In the field of low-light image enhancement, both traditional Retinex methods and advanced deep learning techniques such as Retinexformer have shown distinct advantages and limitations. Traditional Retinex methods, designed to mimic the human eye's perception of brightness and color, decompose images into illumination and reflection components but struggle with noise management and detail preservation under low light conditions. Retinexformer enhances illumination estimation through traditional self-attention mechanisms, but faces challenges with insufficient interpretability and suboptimal enhancement effects. To overcome these limitations, this paper introduces the RetinexMamba architecture. RetinexMamba not only captures the physical intuitiveness of traditional Retinex methods but also integrates the deep learning framework of Retinexformer, leveraging the computational efficiency of State Space Models (SSMs) to enhance processing speed. This architecture features innovative illumination estimators and damage restorer mechanisms that maintain image quality during enhancement. Moreover, RetinexMamba replaces the IG-MSA (Illumination-Guided Multi-Head Attention) in Retinexformer with a Fused-Attention mechanism, improving the model's interpretability. Experimental evaluations on the LOL dataset show that RetinexMamba outperforms existing deep learning approaches based on Retinex theory in both quantitative and qualitative metrics, confirming its effectiveness and superiority in enhancing low-light images.

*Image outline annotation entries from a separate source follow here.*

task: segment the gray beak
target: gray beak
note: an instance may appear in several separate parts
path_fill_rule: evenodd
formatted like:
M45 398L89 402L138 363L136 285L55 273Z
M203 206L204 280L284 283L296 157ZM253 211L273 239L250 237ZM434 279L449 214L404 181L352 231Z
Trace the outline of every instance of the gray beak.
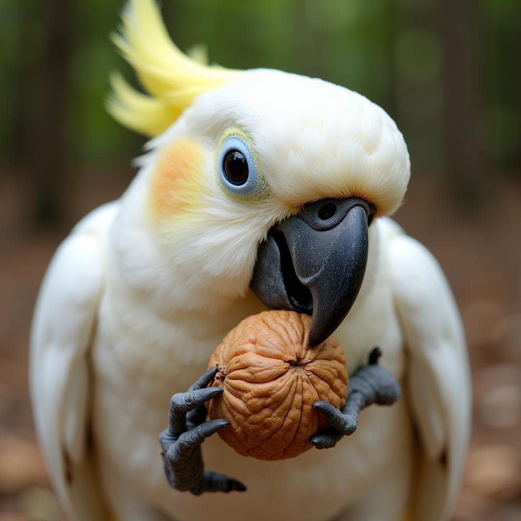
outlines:
M356 198L308 203L259 247L252 289L270 309L312 315L310 345L334 331L358 295L374 213Z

翻译：在低光照图像增强领域，传统Retinex方法与Retinexformer等先进深度学习技术均展现出各自的优势与局限性。传统Retinex方法通过模拟人眼对亮度与色彩的感知机制，将图像分解为照明分量和反射分量，但在低光照条件下存在噪声抑制与细节保持方面的不足。Retinexformer通过传统自注意力机制优化照明估计，但其可解释性不足且增强效果欠佳。为突破上述局限，本文提出RetinexMamba架构。该架构既保留了传统Retinex方法的物理直观性，又融合了Retinexformer的深度学习框架，并借助状态空间模型（State Space Models, SSMs）的计算效率提升处理速度。其创新设计的照明估计器与损伤修复器可在增强过程中维持图像质量。此外，RetinexMamba采用融合注意力（Fused-Attention）机制替代Retinexformer中的IG-MSA（照明引导多头注意力），显著提升了模型的可解释性。在LOL数据集上的实验评估表明，RetinexMamba在定量与定性指标上均优于现有基于Retinex理论的深度学习方法，验证了其在低光照图像增强中的有效性与优越性。